Tout espoir n’est cependant pas perdu. Après un certain temps, il fait appel à
Marguerite qui s’avère être son épouse pour lui demander si elle est d’accord pour
que les bourricots chient cette nuit sur leur pelouse. Marguerite que
j’identifie avoir également dépassé l’âge de la retraite s’avère être une de ces
âmes au cœur gros comme ça. Dès le début de notre rencontre, elle s’investit
pleinement pour notre cause et se propose de nous trouver un endroit. Pendant
ce temps son mari, qui a entre-temps fini d’arroser les plants de tomates, a
levé un peu son bouclier critique à notre adresse et fait descendre un seau
dans son puit de dix-huit mètres de profondeur pour remonter de l’eau pour les
ânes. Comme Marguerite ne trouve pas les personnes qu’elle cherchait, elle nous
propose de loger où nous sommes, ce que nous acceptons volontiers. Dans un
premier temps, elle nous montre une petite maison derrière les granges qui
s’avère cependant être inappropriée dans la mesure où les portes n’ont plus été
ouvertes depuis un certain temps et qu’il y règne une humidité flagrante. Nous
décidons de nous installer dans un silo de graines qui est vide en ce moment de
l’année – ça suffit pour poser notre sac de couchage.
Annoux est un
village avec des exploitants de céréales mais l’élevage y fait défaut.

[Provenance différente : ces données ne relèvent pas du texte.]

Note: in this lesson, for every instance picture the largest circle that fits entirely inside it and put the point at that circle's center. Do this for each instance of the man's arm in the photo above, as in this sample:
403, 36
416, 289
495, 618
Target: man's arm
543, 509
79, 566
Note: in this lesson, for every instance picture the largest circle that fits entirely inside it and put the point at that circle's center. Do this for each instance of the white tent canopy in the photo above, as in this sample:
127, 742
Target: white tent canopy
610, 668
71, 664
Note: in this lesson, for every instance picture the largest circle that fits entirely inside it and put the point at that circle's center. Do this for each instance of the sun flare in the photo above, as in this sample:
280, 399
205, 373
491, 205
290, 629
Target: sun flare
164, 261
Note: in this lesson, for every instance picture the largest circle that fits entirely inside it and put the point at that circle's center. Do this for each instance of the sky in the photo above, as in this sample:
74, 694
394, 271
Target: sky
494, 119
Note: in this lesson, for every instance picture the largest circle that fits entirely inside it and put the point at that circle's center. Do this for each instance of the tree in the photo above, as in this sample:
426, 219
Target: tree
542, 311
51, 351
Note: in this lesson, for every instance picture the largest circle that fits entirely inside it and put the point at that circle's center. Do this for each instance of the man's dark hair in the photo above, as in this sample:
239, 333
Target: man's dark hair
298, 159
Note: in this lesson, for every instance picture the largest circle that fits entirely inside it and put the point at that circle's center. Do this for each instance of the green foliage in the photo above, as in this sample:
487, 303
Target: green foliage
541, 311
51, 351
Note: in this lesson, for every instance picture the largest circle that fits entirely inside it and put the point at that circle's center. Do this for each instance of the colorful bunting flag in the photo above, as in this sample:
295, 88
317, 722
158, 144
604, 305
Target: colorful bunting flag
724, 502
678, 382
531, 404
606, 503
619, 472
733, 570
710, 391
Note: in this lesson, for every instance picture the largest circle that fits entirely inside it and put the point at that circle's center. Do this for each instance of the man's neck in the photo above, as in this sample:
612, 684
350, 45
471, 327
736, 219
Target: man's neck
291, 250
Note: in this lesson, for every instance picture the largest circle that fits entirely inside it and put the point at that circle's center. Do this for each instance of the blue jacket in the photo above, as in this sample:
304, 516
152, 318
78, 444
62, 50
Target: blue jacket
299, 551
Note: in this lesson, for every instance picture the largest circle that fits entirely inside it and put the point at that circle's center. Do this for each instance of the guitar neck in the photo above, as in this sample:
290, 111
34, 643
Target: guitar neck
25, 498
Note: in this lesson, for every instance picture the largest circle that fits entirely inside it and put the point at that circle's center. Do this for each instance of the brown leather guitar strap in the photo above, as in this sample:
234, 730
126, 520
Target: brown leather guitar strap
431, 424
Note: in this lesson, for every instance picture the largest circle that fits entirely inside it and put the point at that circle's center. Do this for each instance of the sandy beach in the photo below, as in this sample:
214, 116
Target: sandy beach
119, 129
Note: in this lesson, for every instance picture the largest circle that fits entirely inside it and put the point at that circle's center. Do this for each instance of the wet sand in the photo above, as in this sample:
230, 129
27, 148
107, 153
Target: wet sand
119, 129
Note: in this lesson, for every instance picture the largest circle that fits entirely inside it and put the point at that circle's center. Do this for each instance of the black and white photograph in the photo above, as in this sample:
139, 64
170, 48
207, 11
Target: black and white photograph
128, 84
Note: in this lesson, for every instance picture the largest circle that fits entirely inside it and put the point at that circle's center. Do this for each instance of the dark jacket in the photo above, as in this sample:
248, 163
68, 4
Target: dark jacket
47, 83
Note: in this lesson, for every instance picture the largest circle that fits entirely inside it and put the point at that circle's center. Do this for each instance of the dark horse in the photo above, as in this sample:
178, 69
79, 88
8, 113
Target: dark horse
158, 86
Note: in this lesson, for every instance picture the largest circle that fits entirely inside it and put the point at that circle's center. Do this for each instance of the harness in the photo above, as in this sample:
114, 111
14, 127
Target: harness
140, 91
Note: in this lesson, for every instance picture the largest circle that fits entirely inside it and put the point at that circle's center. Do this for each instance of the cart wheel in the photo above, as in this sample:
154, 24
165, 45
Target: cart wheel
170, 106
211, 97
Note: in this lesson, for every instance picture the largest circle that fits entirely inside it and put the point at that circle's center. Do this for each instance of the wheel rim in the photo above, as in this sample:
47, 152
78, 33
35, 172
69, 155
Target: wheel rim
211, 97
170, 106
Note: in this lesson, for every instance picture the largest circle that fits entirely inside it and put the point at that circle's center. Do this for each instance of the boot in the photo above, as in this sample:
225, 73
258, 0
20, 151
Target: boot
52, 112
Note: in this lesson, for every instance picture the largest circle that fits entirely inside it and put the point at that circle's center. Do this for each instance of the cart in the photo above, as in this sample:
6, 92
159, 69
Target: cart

Marguerite réussit néanmoins à trouver un fermier qui dispose de quelques
bottes foins pour des chevaux et il nous en offre une au grand plaisir de Henry
et de Basile. Question cadeau, merci à Margueritte pour ce plat de salade offert
qui s’est bien marié avec le sachet de lyophilisé que nous avons chauffé dans
notre cocotte. Il en est de même pour cette bière que nous avons savourée au
moment où Marguerite a signé notre Crédential. Annoux qui comptait il y a cent
années encore presque trois cents personnes, en compte aujourd’hui quatre-vingts
et la moyenne d’âge est de soixante-neuf ans. Son mari, qui depuis notre arrivée
a pu se rendre compte que nous sommes effectivement des pèlerins et pas de ces
gars qui il y a une quinzaine de jours ont cambriolé certaines maisons dans les
alentours, est devenu très bavard et nous nous sommes trouvés comme d’habitudes
avec des gens qui pour le moment d’un passage furtif trouvent du plaisir à
faire connaissance.
Nous avions promis
de nettoyer tout avant notre départ et l’endroit pour déposer les crottes avait
également été identifié. Par pure précaution, nous faisons également rentrer
les ânes dans le silo qui pendant la nuit ne poseront pas de problèmes, y
compris Basile attaché, puisqu’ils ont de quoi pour se remplir l’estomac. Cette
décision s’est avérée très intelligente puisqu’à dater d’un certain moment de
la nuit il a plu jusqu’au petit matin.